How to use wp loop in search.php

How to segregate product and post in search.php

I want to get the result in search.php include posts and products only, and the posts list will be display in POST tab, Products list in PRODUCT tab. I tried to use this code for loop but it get all posts and products:

<?php if (have_posts()) : ?>
    <?php while (have_posts()) : the_post(); ?>
       <h2><a href="<?php the_permalink(); ?>"><?php the_title(); ?></a></h2>
    <?php endwhile;?>
<?php endif; ?>

1 answer

  • answered 2019-11-22 18:22 Joel M

    You may want to try adding a post_type argument to the URL.

    www.example.com?s=test&post_type=product (shows products)

    www.example.com?s=test&post_type=page (shows pages)

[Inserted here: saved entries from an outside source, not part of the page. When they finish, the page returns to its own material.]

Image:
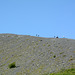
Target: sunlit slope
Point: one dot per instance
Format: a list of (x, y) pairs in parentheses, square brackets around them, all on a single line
[(35, 55)]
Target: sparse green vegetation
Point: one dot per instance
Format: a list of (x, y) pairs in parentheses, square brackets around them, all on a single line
[(54, 56), (12, 65), (66, 72)]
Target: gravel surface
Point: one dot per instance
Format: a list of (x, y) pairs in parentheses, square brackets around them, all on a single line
[(35, 55)]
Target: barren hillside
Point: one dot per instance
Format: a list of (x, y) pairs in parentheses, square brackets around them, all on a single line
[(35, 55)]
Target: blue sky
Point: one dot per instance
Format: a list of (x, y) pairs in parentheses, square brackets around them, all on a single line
[(47, 18)]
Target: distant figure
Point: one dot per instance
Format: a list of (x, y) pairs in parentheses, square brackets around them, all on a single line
[(63, 36), (57, 37)]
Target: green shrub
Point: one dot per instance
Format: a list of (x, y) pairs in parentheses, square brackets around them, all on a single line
[(12, 65)]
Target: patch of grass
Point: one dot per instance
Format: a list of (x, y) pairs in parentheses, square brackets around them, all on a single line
[(65, 72), (54, 56), (12, 65)]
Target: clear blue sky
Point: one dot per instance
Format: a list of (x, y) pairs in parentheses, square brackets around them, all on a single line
[(48, 18)]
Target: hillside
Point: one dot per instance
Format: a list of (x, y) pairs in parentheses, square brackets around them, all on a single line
[(35, 55)]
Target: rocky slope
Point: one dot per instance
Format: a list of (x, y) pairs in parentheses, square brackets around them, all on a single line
[(35, 55)]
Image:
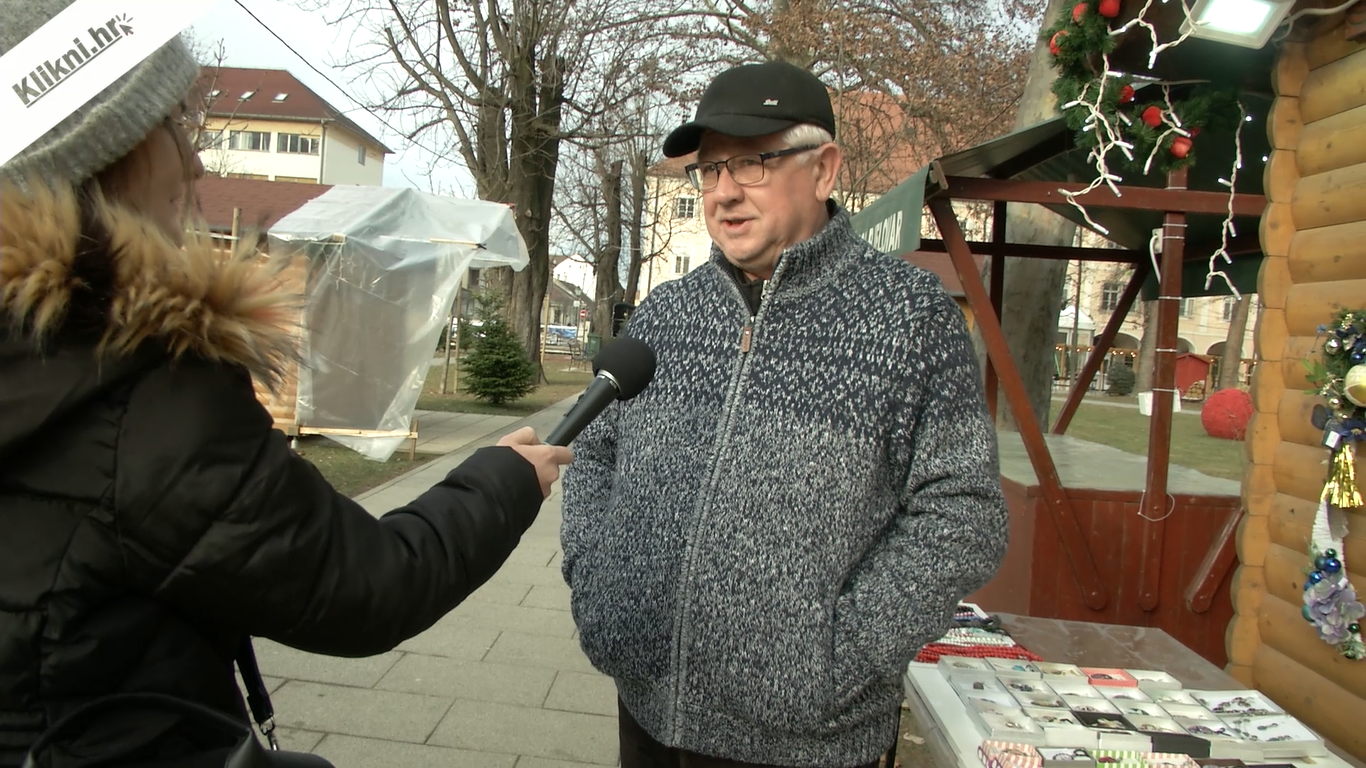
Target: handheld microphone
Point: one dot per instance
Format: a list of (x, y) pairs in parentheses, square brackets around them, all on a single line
[(622, 369)]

    This is not exactly what you are asking because this is 2 separate pages (not 1 page with 2 tabs). You can add a hidden input field to a form in order to have the browser automatically append the post type to the URL. Ie.

    <form method="get" action="<?= get_bloginfo( 'url' ); ?>">
        <input type="hidden" name="post_type" value="product">
        <input type="text" name="s" value="<?= get_search_query(1); ?>" placeholder="Search Products...">
        <button type="submit">Go</button>
    </form>
    

    To show 2 tabs on the same page, you can use search.php and ignore the main query, and simply write two of your own queries by accessing $_GET['s'] (the function, get_search_term(), also accesses $_GET['s'] but can also sanitize it). Alternatively, you could use a page template to write your own queries, showing search results on a different URL (you would have to modify all search forms to go here instead).

    When you visit your websites home URL and add ?s= to the URL, WordPress knows to serve search.php and run a "main query" (using WP_Query) behind the scenes. The main query is what you are looping through when you call while( have_posts() ) etc.

    Writing your own queries to show search results may make your code less compatible with plugins that modify the main query to show more meaningful search results. It depends on how they do the logic of whether or not to modify a specific query. For example, they may check that the query is a main query and that you are on the search.php page. When you write your own queries using WP_Query or get_posts(), it's not a main query anymore.

    WP_Query (or get_posts() which calls WP_Query) should have an argument where you can specify the search term(s) and it may take care of parsing out all the different words and turning it into (somewhat) useful SQL. You should read the docs on WP_Query for more info.

    Sorry this is not a full answer but perhaps it will lead you in the right direction.